A conceptual solution to the aircraft gate assignment problem using 0, 1 linear programming

The U.S. commercial airline movement to “hub” operations has increased rapidly over the past several years. This trend will grow with the introduction of the Wayport concept. These giant “people exchange” facilities will feature multiple runways and massive concourses. While the Wayport developers may automate the ground movement of passengers, the sheer size of the facilities and the anticipated close scheduling of flights will confront the passenger with a problem of new dimension in getting from arrival gate to departure gate. One thing that could help alleviate the situation would be “sensible” assignment of flights to gates - sensible in that the assignment would take into account the communion of interest of the passengers. Other things being equal, the positioning of incoming flights should take into account the distribution of passengers among connecting flights. The larger the number of passengers arriving on flight X for destination A, the closer flight X should be positioned to the flight departing for A. This inquiry looks conceptually at this problem, reducing the distance passengers must walk from gate to gate. The criterion selected is minimization of the total passenger-distance travel for a given arrival-departure cycle. The problem can be conveniently cast as a 0,1 Linear Programming (LP) problem. The author discusses derivation of problem parameters and then solves several representative problems. A unique feature of the LP approach is the availability with the optimal solution of cost factors and assignments for suboptimal solutions. Minor changes in the input data do not require reworking the problem. Although the solution is characterized as conceptual, some ideas are given for practical use of the solution methodology in a dynamic airport environment.     

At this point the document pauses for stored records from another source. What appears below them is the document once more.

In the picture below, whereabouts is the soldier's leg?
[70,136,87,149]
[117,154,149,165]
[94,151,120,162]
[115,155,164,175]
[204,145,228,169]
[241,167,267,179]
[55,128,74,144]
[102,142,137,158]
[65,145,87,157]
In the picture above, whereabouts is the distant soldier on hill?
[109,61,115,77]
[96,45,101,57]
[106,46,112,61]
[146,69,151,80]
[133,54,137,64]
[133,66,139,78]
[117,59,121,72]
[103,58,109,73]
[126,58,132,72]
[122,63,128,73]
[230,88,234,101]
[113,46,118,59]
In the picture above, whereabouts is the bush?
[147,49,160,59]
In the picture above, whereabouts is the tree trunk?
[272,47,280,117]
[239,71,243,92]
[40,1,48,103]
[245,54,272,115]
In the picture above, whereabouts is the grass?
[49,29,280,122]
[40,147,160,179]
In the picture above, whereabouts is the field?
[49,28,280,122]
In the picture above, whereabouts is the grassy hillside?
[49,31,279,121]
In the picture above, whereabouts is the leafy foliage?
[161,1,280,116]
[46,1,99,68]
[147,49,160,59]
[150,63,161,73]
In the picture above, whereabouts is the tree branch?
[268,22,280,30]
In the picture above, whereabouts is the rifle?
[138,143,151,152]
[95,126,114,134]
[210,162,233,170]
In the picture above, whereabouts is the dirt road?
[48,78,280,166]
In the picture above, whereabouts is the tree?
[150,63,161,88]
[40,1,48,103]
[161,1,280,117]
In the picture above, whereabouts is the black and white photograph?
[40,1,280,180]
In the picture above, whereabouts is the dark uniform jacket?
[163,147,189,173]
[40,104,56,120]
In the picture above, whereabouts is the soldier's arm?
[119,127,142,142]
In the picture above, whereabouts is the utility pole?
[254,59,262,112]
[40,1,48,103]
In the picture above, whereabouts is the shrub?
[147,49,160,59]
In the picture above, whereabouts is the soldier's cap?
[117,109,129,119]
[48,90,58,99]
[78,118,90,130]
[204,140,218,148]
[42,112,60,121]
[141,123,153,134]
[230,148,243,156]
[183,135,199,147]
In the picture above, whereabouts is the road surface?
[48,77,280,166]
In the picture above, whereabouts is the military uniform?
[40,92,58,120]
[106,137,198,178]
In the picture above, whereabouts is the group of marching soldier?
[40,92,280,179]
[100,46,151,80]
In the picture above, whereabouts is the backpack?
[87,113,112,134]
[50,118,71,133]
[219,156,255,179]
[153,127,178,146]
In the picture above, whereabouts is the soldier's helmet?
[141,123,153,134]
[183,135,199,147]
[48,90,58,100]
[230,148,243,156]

Reducing airport gate blockage in passenger aviation: Models and analysis

Commercial flights are typically assigned to an arrival gate at their destination station (airport) prior to their departure from their origin station. Although the gate is scheduled to be available when the flight arrives, this is not always the case in practice. Due to variability in departure and flight times, the arriving flight might arrive early, the previous flight departing from the gate might depart late, or both. When a flight arrives at its scheduled gate but has to wait because the preceding aircraft is still occupying that gate, we refer to this as gate blockage. Gate blockage can have many negative impacts, including passenger delays, missed connections, and increased fuel burn. Our research is focused on incorporating the inherent stochasticity of the system into the planning process to reduce the prevalence and impact of gate blockage. Specifically, we formulate an optimization problem to assign flights to gates so as to minimize the expected impact of gate blockage. We use historical data to predict delay distributions and conduct experiments to assess both the computational tractability of our approach and its potential for improvement in solution quality over existing approaches.